Da un regista che ha saputo interpretare e decostruire le “mitologie rock” cosiddette — da Velvet Goldmine al bellissimo Io non sono qui — ci si può prefigurare un prodotto non del tutto allineato alle dinamiche del documentario classico. E in un certo senso è così: The Velvet Underground disattende le aspettative, ma in un senso ancora più spiazzante. Sì, perché se il film si assesta visivamente su costruzioni studiate per stuzzicare i sensi dello spettatore, su un piano narrativo segue un percorso senza deviazioni di sorta, per restituire la cronistoria pedissequa degli eventi. Dagli esordi di Lou Reed coi Primitives all’incontro di John Cale con l’avanguardia di La Monte Young e del Theatre of Eternal Music, passando per le orchestrazioni di Andy Warhol e il reclutamento di Nico, liquidando con una certa velocità gli anni “pop” o “del disfacimento dei VU”, quando la personalità caustica di Lou Reed ha portato a sacrificare alchimie psichedeliche irripetibili sull’altare del rock ’n’ roll.
Al centro del racconto e al di fuori del materiale d’archivio, le testimonianze dirette di John Cale e Maureen Tucker, due autentici sopravvissuti. Quasi a danzargli intorno, il regista Jonas Mekas, La Monte Young, Marian Zazeela, Martha Morrison (moglie di Sterling), la superstar della Factory Mary Woronow, il manager Danny Fields e, tra i pochi musicisti chiamati in causa, Jackson Browne e Jonathan Richman (forse il più grande fan dei VU sul pianeta Terra insieme a Michael Stipe dei R.E.M.). Non ci sono Iggy Pop e Patti Smith, ai quali John Cale produsse gli album di esordio, ma c’è un intervento in voice over di David Bowie.
Ed è ciò che si intende per “sfiorare” il passato: nel film di Todd Haynes non si esplora a fondo la genesi delle canzoni, non c’è spazio per dettagli morbosi sul consumo di droghe, non si sviscera (troppo) il contesto e si lasciano persino i contributi di Nico e di Andy Warhol sullo sfondo. Non si aprono, insomma, parentesi e sottotrame per rafforzare la narrazione e giustificare la complessità delle relazioni, ma si affida alle immagini il compito di abbagliare per contrasto. Come se i Velvet Underground fossero stati un sogno inafferrabile, l’Exploding Plastic Inevitable warohliano venuto a squarciare e dissacrare tanto la retorica hippie del “peace and love” quanto il divismo borghese.

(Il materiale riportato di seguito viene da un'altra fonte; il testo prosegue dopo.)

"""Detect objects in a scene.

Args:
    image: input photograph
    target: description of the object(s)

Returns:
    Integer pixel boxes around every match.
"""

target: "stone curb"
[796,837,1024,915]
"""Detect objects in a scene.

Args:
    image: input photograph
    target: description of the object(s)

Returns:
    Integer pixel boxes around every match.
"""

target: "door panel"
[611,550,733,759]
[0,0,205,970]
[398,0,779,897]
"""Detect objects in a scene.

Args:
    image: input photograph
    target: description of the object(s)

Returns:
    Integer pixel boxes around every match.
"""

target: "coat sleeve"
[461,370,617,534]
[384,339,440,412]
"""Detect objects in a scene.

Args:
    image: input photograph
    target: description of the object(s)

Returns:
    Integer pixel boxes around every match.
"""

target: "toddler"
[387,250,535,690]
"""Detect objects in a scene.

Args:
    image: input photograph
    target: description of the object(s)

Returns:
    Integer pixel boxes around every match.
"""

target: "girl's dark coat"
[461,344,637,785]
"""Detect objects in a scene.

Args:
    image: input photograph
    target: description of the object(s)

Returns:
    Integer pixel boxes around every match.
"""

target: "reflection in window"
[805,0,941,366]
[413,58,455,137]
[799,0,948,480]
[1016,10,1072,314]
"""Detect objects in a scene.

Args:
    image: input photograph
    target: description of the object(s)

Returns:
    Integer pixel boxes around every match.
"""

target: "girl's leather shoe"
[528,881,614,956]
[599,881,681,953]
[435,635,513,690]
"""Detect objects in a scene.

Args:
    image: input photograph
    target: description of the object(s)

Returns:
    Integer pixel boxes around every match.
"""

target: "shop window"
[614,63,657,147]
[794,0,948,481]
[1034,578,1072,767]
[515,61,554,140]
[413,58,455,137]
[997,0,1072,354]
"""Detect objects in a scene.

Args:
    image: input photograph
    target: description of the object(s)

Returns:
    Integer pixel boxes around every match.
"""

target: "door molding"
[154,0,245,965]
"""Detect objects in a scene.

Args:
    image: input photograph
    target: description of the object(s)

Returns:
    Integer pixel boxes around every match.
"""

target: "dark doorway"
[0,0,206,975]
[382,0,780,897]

The Velvet Underground di Todd Haynes sembra seguire la parabola dei VU volutamente a distanza. Come un evento davvero ineludibile e fatale e, in quanto tale, già esaustivo. È quasi un invito a scoraggiare l’approfondimento, ogni tentativo di rendere “monumentali” i Velvet Underground per mezzo di una ricerca maestosa e appagante. L’atto di conservazione di un oggetto oscuro che non voleva davvero essere spiegato, che non può essere contenuto né sottoposto a dissezione senza perdere un po’ della sua magia. E a pensarci bene, nel suo restare intenzionalmente in superficie, questo film resta un autentico atto d’amore.